With the average yearly crude prices hovering around $ 46 in 2015-16, $ 47 in 2016-17 and $ 56 in 2017-18, we could achieve a gross refinery margin (GRM) of $ 5.06 per barrel in the first year, which rose to $ 7.77 during the year 2016-17 and continued its upward trend by clocking $ 8.49 per barrel in 2017-18. Notably, during the last two years, we have bettered the Singapore GRMs, considered as benchmark for refineries in South Asian geography. Though the spreads in 2018-19, which is beyond our control, would certainly be instrumental in determining the level of GRMs that we would be able to achieve in 2018-19, yet I would like to place on record there are many steps that we have taken to ensure a healthy and robust GRM. The commissioning of Paradip refinery and its stabilisation, improving crude slate, reduction in crude procurement cost and tendering time lags and improvement in distillate yields and energy efficiency have been some measures that has helped in realising better GRMs. 

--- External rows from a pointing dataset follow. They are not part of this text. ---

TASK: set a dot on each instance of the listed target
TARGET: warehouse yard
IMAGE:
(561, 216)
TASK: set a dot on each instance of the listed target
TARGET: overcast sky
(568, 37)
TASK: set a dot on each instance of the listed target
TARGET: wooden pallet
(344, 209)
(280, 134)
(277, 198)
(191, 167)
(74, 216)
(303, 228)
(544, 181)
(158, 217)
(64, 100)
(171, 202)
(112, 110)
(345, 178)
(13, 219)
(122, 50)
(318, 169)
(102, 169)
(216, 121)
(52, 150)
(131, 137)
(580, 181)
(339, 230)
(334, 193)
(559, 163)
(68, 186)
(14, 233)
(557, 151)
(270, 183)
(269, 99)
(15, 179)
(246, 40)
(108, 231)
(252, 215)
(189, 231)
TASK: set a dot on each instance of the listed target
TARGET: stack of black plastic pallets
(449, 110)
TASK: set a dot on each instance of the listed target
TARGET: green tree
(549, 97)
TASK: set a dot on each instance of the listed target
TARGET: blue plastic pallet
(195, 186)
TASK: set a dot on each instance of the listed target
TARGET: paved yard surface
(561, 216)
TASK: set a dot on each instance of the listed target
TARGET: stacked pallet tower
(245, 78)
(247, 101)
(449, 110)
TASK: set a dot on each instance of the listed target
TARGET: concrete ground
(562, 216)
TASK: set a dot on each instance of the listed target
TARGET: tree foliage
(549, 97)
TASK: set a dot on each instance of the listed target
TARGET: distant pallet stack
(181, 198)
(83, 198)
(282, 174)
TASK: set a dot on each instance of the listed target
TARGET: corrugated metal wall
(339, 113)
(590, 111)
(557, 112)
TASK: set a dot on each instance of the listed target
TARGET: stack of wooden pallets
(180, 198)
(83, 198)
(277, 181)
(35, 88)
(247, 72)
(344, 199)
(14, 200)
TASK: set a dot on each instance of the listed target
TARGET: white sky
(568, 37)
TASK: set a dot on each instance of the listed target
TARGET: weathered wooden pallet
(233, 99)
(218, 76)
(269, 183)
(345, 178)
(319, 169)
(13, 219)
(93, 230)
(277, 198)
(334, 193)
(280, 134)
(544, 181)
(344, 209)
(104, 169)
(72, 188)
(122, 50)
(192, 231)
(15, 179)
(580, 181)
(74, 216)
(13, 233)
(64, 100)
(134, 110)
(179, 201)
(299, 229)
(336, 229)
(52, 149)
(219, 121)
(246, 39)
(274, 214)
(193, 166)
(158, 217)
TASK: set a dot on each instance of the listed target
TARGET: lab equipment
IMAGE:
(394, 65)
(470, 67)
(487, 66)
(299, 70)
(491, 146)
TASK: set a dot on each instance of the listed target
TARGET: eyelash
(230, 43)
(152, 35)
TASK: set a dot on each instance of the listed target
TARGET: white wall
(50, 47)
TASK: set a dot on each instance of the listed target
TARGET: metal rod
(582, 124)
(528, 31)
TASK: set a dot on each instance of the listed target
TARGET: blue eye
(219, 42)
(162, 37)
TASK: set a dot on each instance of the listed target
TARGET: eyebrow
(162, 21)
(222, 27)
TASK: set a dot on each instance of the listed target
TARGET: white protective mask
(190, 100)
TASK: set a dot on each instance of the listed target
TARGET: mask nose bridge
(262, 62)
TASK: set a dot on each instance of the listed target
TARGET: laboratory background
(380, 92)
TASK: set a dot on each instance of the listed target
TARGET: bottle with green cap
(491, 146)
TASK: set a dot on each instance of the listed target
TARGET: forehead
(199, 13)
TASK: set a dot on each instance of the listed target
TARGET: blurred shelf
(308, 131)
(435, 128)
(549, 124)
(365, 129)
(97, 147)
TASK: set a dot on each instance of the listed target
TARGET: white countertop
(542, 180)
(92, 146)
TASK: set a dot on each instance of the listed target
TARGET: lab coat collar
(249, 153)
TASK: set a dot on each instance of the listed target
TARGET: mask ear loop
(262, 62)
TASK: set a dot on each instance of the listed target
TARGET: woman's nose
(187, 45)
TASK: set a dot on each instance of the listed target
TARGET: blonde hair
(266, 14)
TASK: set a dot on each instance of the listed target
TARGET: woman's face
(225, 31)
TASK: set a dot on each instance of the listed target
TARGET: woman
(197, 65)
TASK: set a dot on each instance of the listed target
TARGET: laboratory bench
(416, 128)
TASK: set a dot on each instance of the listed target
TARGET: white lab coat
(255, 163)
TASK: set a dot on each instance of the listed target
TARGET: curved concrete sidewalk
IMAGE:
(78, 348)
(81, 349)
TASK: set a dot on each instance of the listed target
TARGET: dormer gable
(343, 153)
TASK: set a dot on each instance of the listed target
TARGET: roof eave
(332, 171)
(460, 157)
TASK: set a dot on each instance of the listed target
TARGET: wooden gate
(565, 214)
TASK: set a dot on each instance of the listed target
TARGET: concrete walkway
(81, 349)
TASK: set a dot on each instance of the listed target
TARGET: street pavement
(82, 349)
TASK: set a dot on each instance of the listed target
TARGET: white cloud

As far as inorganic growth is concerned, with a view to diversify our business risk, we have been making concerted efforts to acquire producing/near producing/under development/ discovered upstream assets, either alone or in consortium with other companies. Regular efforts are also being made to identify and evaluate possible acquisition opportunities in other business-related areas. 

What impact does deregulation of oil prices have on your company's profitability? 

The most significant impact of deregulation has been on our working capital requirement. Before deregulation we were selling most commonly used fuels, i.e. petrol and diesel, at below market prices and the difference was being reimbursed in the form of subsidy. Due to time lag in the receipt of subsidy, there was no other alternative but to borrow from the market to meet working capital requirement. This impacted the profitability in terms of finance cost. On the other hand, deregulation has attracted private players in the market. The entry of new players generally puts pressure on the market share as well as margins. However, we have reviewed our business processes to make them more robust to keep abreast with time and increased focus on automation and upgradation of our retail outlets to retain market share. 

As the CFO of India's largest fuel retailer, what challenges do you face? 

In the face of competition from private players, sustaining leadership in core areas is a challenge. In a competitive scenario, the marketing margins will be under pressure and, therefore, ensuring high levels of revenue is a challenge. A fallout of the above would be fierce competition among the oil marketing companies to retain market share. The challenge would be to maintain investor confidence as well as augment shareholder's wealth.